AHMET ERKURTOĞLU- AE MİMARLIK KURUCUSU MİMAR
"Kentsel dönüşüm 'Ada' bazında yapılmalı"
Kadıköy’de kentsel dönüşüm kapsamında yenilenen yaklaşık 4 bin binanın yüzde 25’inin projeleri AE Mimarlık tarafından gerçekleştiriliyor. Erkutoğlu özellikle 1999’da yaşanan Kocaeli depreminin İstanbul’un dönüşümde bir fırsat olarak görülebileceğinin fakat fırsatın kaçırıldığının altını çiziyor ve “Kentsel dönüşümün ada bazında yapılması gerekiyor. Parsel bazında yapıldığında kente yük getirirsiniz. Ama hâlâ şansımız var. Henüz dönüşümün gerçekleşmediği yüzde 70 oranındaki binada (35-36 bin binanın 5-6 bini yenilendi), ada bazına dönebiliriz” dedi. Kentsel dönüşümün neden başladığını ve nasıl hızlandığını da hatırlatan Erkutoğlu, ‘Yeldeğirmeni, Moda, Bağdat Caddesi üzeri, sahil parselleri, Acıbadem, Bakırköy, Ataköy emsal artışından faydalanamıyor, dolayısıyla burada yaşayan vatandaşlar binalarını yenileyemiyorlar” dedi.
BORA YILDIRIM- SİKA YAPI KİMYASALLARl GENEL MÜDÜRÜ
"Yeni projelerle Anadolu Yakası çekim merkezi olacak"

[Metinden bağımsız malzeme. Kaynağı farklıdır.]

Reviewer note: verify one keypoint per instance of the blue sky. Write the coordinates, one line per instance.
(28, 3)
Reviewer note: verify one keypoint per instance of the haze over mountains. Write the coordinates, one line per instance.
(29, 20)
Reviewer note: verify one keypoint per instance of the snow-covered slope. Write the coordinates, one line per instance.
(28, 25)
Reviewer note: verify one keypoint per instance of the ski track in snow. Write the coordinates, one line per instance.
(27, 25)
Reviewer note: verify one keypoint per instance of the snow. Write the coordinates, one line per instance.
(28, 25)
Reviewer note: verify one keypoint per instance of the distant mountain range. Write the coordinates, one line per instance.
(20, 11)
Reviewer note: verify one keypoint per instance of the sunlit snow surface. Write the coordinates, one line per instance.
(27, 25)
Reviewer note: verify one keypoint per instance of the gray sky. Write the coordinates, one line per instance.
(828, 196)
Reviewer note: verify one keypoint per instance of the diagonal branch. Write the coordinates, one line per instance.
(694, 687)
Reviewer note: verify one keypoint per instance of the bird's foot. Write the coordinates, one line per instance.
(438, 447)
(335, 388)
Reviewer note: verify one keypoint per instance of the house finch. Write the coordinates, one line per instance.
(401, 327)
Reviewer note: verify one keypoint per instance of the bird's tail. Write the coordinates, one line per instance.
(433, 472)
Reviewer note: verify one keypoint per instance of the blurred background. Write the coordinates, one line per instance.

Sika Yapı Kimyasalları, inşaat sektörüne yönelik tedarik yapıyor. Kentsel dönüşümde sosyal ve toplumsal boyut dışında özellikle ekonomik boyutun gelişme potansiyelinin yüksek olduğunu söyleyen Yıldırım, “Son dönemde Anadolu Yakası ve Avrupa Yakası ciromuz başa baş noktasına yaklaştı. Gayrimenkulde bir balon var patlayacak deniyor ama 10 senedir de değer artışı yaşanıyor. İstanbul finans merkezi gelecek. Ekonomik yönüyle bu çok önemli bir çekim merkezi yaratacak bir platform. Haydarpaşa’da hayata geçtiğinde önemli bir gelişme sağlayacak. Metrekare bazındaki gayrimenkul fiyatlarını düşününce, Avrupa Yakası’ndan Anadolu Yakası’na geçişlerin tercih sebebi olacağını düşünüyorum. Bahsettiğim projelerle Anadolu Yakasının bir çekim merkezine dönüşecek ve önümüzdeki 10 yılda buradaki gelişme ve değerlenme potansiyeli Avrupa Yakası’na göre çok daha fazla” dedi.

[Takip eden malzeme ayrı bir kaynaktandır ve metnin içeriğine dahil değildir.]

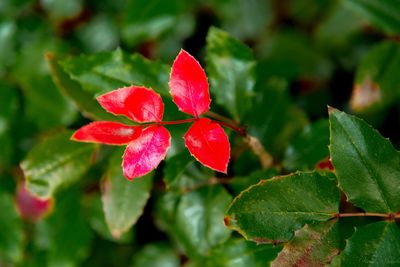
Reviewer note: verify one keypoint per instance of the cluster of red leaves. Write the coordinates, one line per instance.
(147, 145)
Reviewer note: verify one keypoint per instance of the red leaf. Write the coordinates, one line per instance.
(137, 103)
(31, 207)
(208, 143)
(145, 153)
(107, 132)
(188, 85)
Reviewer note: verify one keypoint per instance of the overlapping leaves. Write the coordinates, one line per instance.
(148, 146)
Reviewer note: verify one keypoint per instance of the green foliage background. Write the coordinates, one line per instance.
(273, 66)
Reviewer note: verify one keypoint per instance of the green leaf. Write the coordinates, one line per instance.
(83, 100)
(156, 255)
(182, 173)
(231, 70)
(377, 244)
(11, 235)
(308, 148)
(151, 22)
(55, 162)
(195, 219)
(382, 14)
(239, 252)
(44, 104)
(64, 235)
(123, 200)
(291, 55)
(8, 112)
(273, 118)
(313, 245)
(272, 210)
(377, 80)
(366, 164)
(103, 72)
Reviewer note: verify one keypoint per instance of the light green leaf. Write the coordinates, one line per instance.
(83, 100)
(123, 200)
(382, 14)
(366, 164)
(308, 148)
(64, 235)
(195, 219)
(11, 235)
(239, 252)
(377, 82)
(156, 255)
(272, 210)
(103, 72)
(231, 70)
(377, 244)
(55, 162)
(313, 245)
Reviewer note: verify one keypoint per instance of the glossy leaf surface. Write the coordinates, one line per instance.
(308, 148)
(272, 210)
(188, 85)
(209, 144)
(102, 72)
(231, 69)
(195, 219)
(55, 162)
(107, 132)
(11, 236)
(377, 244)
(239, 252)
(123, 200)
(137, 103)
(313, 245)
(144, 154)
(366, 164)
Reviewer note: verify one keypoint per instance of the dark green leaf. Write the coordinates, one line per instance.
(366, 164)
(11, 238)
(313, 245)
(382, 14)
(273, 118)
(103, 72)
(56, 162)
(244, 19)
(64, 235)
(272, 210)
(156, 255)
(239, 252)
(97, 221)
(182, 173)
(123, 200)
(45, 105)
(377, 81)
(291, 55)
(377, 244)
(195, 219)
(84, 101)
(231, 70)
(308, 148)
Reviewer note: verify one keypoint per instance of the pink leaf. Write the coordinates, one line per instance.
(208, 143)
(107, 132)
(145, 153)
(137, 103)
(31, 207)
(189, 86)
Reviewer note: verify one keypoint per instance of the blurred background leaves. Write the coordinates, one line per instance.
(272, 65)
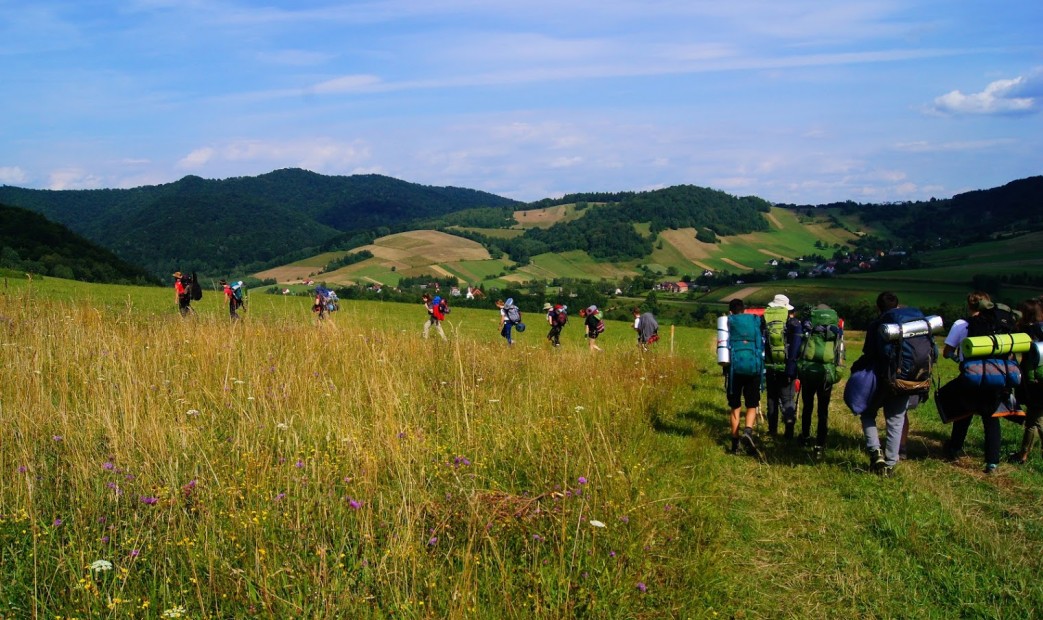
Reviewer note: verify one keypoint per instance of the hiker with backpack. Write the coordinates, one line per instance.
(557, 318)
(973, 391)
(510, 317)
(593, 326)
(822, 353)
(233, 294)
(183, 292)
(647, 328)
(902, 367)
(437, 308)
(1031, 391)
(782, 346)
(744, 372)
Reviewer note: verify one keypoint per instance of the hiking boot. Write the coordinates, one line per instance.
(876, 462)
(751, 448)
(1017, 457)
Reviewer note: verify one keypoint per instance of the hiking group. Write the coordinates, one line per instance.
(773, 349)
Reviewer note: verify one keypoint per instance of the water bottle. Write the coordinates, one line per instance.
(724, 354)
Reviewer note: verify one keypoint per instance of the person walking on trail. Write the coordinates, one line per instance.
(233, 301)
(980, 400)
(436, 314)
(1031, 391)
(556, 317)
(592, 327)
(743, 374)
(510, 317)
(783, 340)
(182, 294)
(647, 328)
(882, 459)
(821, 354)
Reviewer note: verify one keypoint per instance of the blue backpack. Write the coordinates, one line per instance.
(908, 361)
(747, 344)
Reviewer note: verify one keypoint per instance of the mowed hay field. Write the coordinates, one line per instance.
(281, 467)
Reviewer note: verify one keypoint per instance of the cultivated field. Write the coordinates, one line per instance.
(280, 467)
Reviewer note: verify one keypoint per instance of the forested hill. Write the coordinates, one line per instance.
(235, 224)
(31, 243)
(1014, 208)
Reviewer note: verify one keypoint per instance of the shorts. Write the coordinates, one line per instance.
(744, 387)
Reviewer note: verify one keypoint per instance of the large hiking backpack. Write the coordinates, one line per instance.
(991, 372)
(908, 354)
(775, 353)
(746, 344)
(822, 350)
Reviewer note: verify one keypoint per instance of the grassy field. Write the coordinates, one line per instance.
(281, 467)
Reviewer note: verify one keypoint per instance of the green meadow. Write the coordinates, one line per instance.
(283, 467)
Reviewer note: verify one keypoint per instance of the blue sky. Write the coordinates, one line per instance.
(797, 101)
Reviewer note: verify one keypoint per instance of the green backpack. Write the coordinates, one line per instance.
(775, 318)
(822, 350)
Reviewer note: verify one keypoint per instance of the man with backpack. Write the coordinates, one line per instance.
(744, 372)
(437, 309)
(986, 319)
(556, 317)
(902, 368)
(782, 346)
(822, 352)
(183, 295)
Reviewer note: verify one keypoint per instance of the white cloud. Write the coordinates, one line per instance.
(73, 179)
(13, 175)
(1018, 95)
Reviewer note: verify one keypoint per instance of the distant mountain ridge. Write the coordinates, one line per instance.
(29, 242)
(237, 223)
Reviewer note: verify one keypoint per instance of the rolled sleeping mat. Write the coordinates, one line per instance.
(920, 327)
(993, 346)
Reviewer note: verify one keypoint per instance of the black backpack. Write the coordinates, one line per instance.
(194, 289)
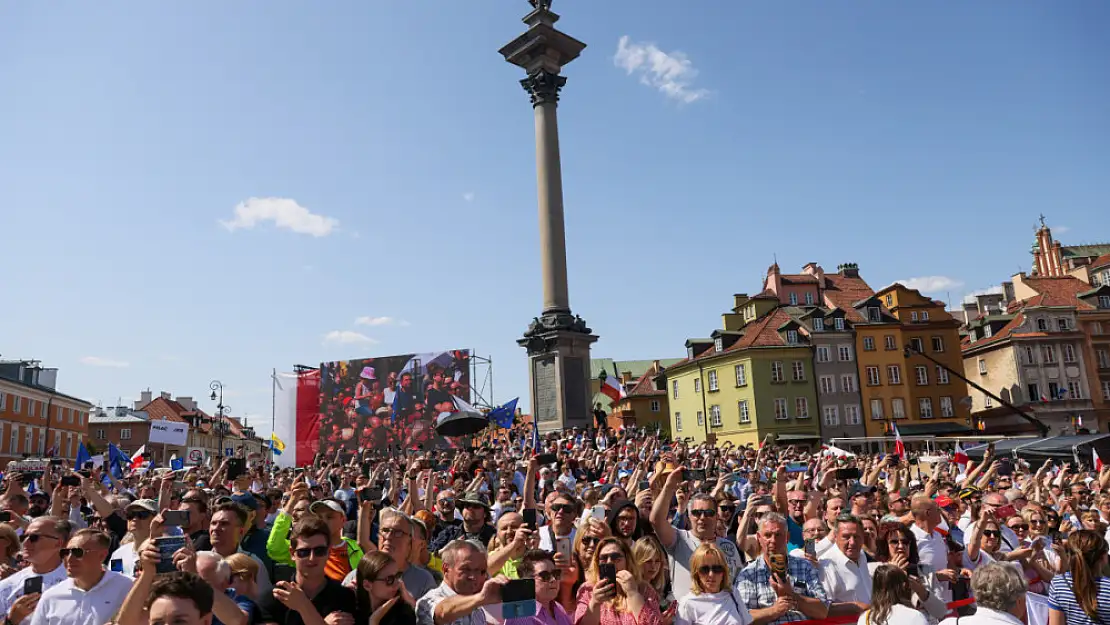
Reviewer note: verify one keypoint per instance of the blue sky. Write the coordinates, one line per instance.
(917, 139)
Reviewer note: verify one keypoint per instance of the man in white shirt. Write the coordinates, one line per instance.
(42, 544)
(844, 568)
(90, 595)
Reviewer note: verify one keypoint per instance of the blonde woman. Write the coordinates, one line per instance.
(712, 600)
(614, 593)
(653, 567)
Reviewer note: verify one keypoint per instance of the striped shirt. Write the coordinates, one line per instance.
(1061, 597)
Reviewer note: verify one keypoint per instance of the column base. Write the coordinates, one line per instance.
(558, 365)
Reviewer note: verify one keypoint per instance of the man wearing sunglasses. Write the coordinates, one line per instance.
(90, 594)
(42, 543)
(311, 590)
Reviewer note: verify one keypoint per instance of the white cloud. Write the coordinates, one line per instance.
(672, 73)
(97, 361)
(284, 213)
(380, 321)
(349, 338)
(930, 283)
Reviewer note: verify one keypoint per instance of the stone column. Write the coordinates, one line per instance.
(544, 88)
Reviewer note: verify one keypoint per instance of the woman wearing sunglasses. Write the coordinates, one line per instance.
(614, 593)
(712, 601)
(381, 594)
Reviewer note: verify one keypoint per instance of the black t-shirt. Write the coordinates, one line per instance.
(332, 597)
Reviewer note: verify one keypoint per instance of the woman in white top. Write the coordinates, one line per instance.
(712, 601)
(890, 600)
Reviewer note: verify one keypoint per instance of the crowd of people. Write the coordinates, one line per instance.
(601, 527)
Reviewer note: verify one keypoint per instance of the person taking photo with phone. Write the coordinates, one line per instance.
(42, 543)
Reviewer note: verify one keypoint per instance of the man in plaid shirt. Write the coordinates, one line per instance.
(797, 597)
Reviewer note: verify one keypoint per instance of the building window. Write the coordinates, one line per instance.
(742, 375)
(1075, 390)
(824, 354)
(873, 376)
(799, 371)
(941, 375)
(1049, 353)
(1029, 355)
(851, 414)
(1069, 352)
(894, 374)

YUSUF ZAYİD GÜNDOĞDU- MİYAMOTO INTERNATIONAL TÜRKİYE YÖNETİM KURULU BAŞKANI
"Planlamaya harcanan 10 dakika, uygulamada iki saat kazandırır"
Yedi yıl Japonya’da yaşamış olan Gündoğdu İstanbul’un ancak Tokyo ile mukayese edilebileceğini belirterek, “Çok benzerlikler var. Tokyo da İstanbul gibi çok sıkışık ancak araç trafiği yok. Çünkü otopark fiyatları aylık 300 dolar civarında. Dolayısıyla akıllı hiçbir Japon araç kullanmıyor ve metro altyapısı da harika” dedi. İstanbul banliyö hattının 15-20 yıl içinde aşağı alınmak zorunda kalacağına işaret eden Gündoğdu şöyle ekledi, “Bu hat da yetmeyecek, banliyö hattının üstüne hava ray gibi bir sistem kurulacak. Bu İstanbul’un aldığı göç ile ilgili. Mühendislik açısından ulaşımda çözülemeyecek bir sorun yok.” Kentsel dönüşümle ilgili bir özeleştiride bulunan Gündoğdu, Türkiye’de kültürel fark sebebiyle zaman zaman kaybedilebildiğini söyledi ve ekledi; “Bizde kervan yolda dizilir mantığı var. Bir Japon atasözü; ‘planlamaya harcanan 10 dakika, uygulamada iki saat kazandırır’ der.”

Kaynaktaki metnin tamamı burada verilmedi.